Elsewhere in the city, a car drove down the street. The driver was an older man with a black coat and a brown hat, his expression worn as he made his way back home from another late night at his job in one of the factories. He stopped at an intersection and wasn't aware of the thug running up to his car until he slammed a fist onto his window to get his attention, pointing a pistol at him. "Get out of the car!" he shouted. When the old man hesitated, he slammed his fist on the window again and pulled back the hammer on his pistol with an ominous click. "Get out!"

The old man quickly unlocked the door, and the thug pulled it open and grabbed the collar of his jacket, dragging him out and dumping him onto his side on the street. The youth quickly hopped over the squirming old man and slid into the driver's seat, pulling the door closed and mashing his foot onto the gas pedal, accelerating away. The carjacker looked into the rearview mirror and smirked as he saw the old man get up and begin shouting after him. "Ha! Stupid old man. Shouldn't be driving around so late." He brought his eyes back down to the windshield, and they widened as he took in the sight over a towering bear in a leather outfit standing directly in the path of the car, its eyes glowing white.

"_Bozhemoi_," he shouted, and wrenched the wheel to the side, swerving the car across the road and onto the sidewalk before he slammed on the brakes. The carjacker took a few deep breaths, his eyes still wide. "What was that?!" he wondered, a split second before the car window was smashed by a large brown fist and a large brown furred hand reached in and grabbed the front of his jacket, pulling him through the window with a yelp and lifting him into the air.

The thug looked down into the glowing eyes of the bear thing, his mouth hanging open and eyes wide in terror. "This car does not belong to you," the creature growled as it snatched the pistol from his hand and brought it up in front of his face to let him watch as he crushed it with his other hand. The youth gave out a startled squeak and felt warm liquid trickle down his leg.

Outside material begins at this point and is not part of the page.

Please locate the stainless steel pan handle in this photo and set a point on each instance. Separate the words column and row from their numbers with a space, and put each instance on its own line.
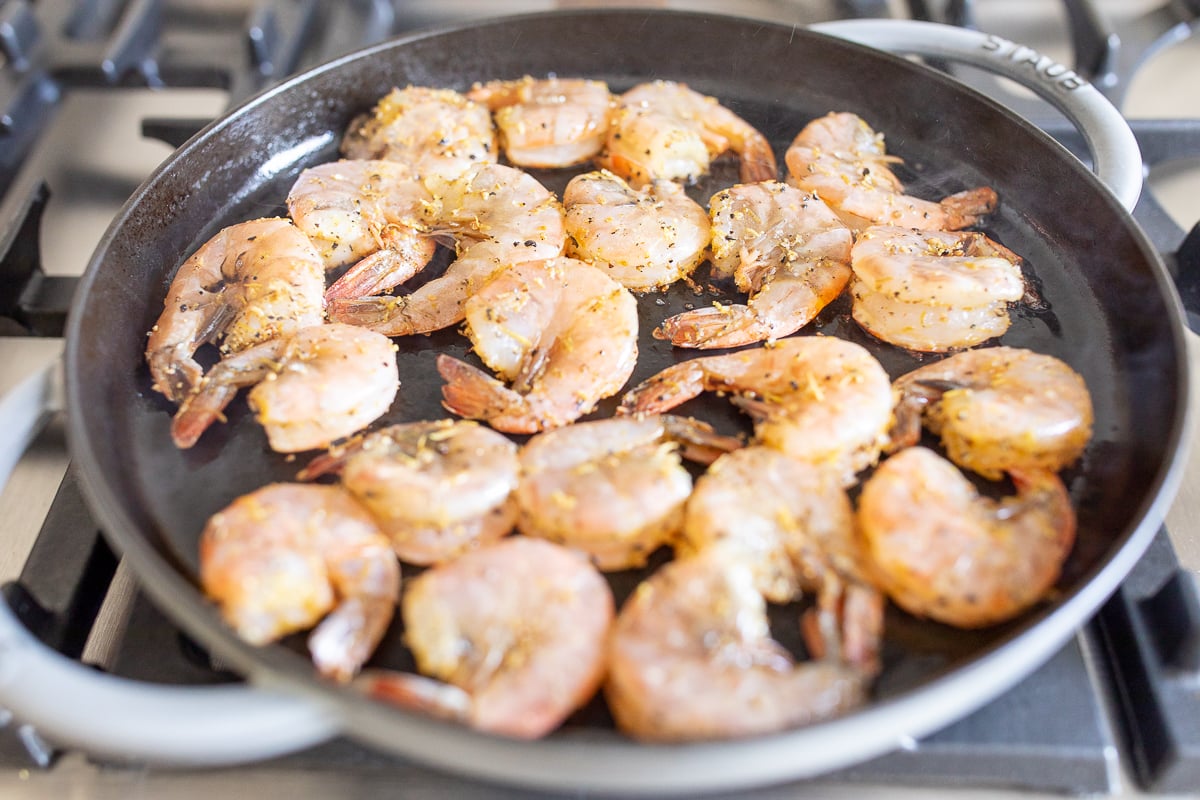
column 72, row 704
column 1115, row 151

"Now," Gnurus growled as he brought the thug's face closer to his, "you will stop taking what isn't yours, or else _we_..." And with this he turned his head and the carjacker looked up to see the other four winged figures gliding overhead. "...will not be happy." Gnurus threw the thug into the side of the building and watched as he slumped to the ground, unconscious.

Gnurus' lip curled as he took in the sight of the human lying on the ground as Saulius and Anya landed behind him. "This was no challenge," he rumbled, "The humans are too weak and cowardly to stand against us."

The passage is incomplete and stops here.